Nickolenko speaks about Virgin Galactic’s work as more than a business. It’s a mission, he said. Virgin Galactic plans to start flights from Spaceport America with one ship, but he envisions the company needing a fleet of several. He said he expects the company’s presence in southern New Mexico to grow substantially.
That optimism is fitting for Nickolenko, who lived in Florida as a child and got to witness the last of the Apollo launches to the moon in 1972. He wanted to become an astronaut, but poor vision prevented it. So he became a space engineer.

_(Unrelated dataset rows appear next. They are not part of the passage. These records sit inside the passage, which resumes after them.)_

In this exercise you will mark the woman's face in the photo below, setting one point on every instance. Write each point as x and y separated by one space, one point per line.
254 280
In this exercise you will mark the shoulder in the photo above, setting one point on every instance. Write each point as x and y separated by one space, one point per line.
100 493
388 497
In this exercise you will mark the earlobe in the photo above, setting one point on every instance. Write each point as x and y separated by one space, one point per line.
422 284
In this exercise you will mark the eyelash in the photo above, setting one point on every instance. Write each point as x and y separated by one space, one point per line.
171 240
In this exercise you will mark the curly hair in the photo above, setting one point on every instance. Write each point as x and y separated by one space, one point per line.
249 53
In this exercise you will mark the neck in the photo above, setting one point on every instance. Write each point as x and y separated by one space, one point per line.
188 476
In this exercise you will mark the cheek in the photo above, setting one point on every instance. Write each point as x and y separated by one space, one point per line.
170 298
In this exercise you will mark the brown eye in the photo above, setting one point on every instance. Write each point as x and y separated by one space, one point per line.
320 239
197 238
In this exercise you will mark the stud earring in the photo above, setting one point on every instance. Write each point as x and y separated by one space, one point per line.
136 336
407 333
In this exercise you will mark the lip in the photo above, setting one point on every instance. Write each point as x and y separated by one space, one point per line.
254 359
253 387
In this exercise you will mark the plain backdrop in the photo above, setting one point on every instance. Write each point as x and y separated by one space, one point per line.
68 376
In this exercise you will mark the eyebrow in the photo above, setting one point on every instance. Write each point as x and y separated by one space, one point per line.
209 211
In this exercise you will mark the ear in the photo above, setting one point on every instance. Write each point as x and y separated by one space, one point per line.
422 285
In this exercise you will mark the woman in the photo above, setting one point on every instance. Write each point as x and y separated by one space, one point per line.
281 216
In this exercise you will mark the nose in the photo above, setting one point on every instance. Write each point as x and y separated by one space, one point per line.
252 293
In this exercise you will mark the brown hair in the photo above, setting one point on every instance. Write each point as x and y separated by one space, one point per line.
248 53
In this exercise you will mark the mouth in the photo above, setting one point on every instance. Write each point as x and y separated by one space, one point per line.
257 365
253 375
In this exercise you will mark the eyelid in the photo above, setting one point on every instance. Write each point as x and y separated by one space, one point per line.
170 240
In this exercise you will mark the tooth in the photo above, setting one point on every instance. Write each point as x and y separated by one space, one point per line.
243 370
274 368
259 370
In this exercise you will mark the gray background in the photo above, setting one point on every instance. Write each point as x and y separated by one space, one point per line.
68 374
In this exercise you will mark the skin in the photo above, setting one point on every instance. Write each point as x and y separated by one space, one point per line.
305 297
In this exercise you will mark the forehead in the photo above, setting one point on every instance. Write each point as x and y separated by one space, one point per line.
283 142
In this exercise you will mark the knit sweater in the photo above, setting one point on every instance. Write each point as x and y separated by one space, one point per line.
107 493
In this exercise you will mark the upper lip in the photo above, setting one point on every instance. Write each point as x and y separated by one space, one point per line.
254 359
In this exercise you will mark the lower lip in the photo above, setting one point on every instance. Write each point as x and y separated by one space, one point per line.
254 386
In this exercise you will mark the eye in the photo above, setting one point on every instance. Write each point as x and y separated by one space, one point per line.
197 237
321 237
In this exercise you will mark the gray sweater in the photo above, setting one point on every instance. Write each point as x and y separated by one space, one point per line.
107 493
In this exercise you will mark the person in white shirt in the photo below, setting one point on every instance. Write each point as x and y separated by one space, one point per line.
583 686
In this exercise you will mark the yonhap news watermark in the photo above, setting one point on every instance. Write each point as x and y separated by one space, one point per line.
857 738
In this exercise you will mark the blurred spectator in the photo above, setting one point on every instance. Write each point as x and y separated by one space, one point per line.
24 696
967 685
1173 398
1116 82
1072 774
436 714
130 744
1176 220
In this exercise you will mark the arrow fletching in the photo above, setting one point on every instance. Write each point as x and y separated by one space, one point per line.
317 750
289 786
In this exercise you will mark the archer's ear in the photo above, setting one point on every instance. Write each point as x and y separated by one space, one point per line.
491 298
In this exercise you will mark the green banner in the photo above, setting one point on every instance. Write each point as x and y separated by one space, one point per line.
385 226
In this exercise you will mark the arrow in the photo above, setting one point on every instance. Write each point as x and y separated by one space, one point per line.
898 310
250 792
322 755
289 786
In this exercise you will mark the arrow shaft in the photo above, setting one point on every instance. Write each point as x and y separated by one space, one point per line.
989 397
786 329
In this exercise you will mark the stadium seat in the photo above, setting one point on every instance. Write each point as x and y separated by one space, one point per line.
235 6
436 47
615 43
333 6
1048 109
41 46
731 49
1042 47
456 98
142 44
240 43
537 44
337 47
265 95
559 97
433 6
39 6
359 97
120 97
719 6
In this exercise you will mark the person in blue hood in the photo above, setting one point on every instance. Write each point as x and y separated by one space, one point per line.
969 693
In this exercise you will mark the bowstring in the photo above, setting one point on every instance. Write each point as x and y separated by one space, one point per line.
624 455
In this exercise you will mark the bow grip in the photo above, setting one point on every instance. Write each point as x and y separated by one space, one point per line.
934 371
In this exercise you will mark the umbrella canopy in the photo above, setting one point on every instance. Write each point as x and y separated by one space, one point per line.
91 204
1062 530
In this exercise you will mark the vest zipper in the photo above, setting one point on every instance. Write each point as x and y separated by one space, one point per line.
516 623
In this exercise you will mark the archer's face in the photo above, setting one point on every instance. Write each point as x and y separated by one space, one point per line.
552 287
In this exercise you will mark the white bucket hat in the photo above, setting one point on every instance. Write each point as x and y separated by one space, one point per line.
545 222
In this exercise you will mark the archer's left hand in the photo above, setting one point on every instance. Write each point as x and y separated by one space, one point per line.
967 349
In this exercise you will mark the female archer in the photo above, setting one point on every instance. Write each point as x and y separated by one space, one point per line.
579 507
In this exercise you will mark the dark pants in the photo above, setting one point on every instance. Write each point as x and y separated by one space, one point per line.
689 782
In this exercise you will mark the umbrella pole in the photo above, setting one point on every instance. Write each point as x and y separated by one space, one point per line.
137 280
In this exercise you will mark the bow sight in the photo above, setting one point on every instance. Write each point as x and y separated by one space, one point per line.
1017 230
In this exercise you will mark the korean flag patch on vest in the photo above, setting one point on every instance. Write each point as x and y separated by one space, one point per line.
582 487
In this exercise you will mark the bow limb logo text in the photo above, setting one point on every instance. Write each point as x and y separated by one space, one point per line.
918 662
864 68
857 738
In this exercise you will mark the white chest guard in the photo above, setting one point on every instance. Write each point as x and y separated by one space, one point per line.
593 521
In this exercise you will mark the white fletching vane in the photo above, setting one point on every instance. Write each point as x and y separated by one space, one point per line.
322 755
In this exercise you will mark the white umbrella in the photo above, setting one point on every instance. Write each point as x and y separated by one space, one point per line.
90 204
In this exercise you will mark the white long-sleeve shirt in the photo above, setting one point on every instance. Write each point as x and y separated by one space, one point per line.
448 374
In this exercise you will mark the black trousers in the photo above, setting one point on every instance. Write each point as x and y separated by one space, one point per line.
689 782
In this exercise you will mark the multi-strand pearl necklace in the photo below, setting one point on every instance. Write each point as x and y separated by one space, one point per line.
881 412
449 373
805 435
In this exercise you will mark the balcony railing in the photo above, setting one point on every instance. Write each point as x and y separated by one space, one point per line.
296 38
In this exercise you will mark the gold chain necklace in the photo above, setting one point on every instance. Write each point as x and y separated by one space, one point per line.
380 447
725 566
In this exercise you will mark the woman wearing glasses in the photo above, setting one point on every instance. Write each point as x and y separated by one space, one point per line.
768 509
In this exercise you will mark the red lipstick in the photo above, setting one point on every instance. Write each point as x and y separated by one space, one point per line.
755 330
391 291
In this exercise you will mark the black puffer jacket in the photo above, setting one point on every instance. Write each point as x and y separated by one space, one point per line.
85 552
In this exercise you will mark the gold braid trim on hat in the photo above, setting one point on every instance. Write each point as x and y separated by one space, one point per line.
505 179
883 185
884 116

Nickolenko’s job with Virgin Galactic came at the right time. While NASA has struggled to figure out how to return to space, private companies are moving ahead more quickly.
“I wanted to be closer to a really special mission about launching humans back into space,” Nickolenko said. “…I wanted to be part of something that was special, exciting and more immediate.”
Sandoval spoke with a smile about increasing human access to space.
“We’re trying to focus on the good, not just for Las Cruces, but for the world and the global economy,” Sandoval said.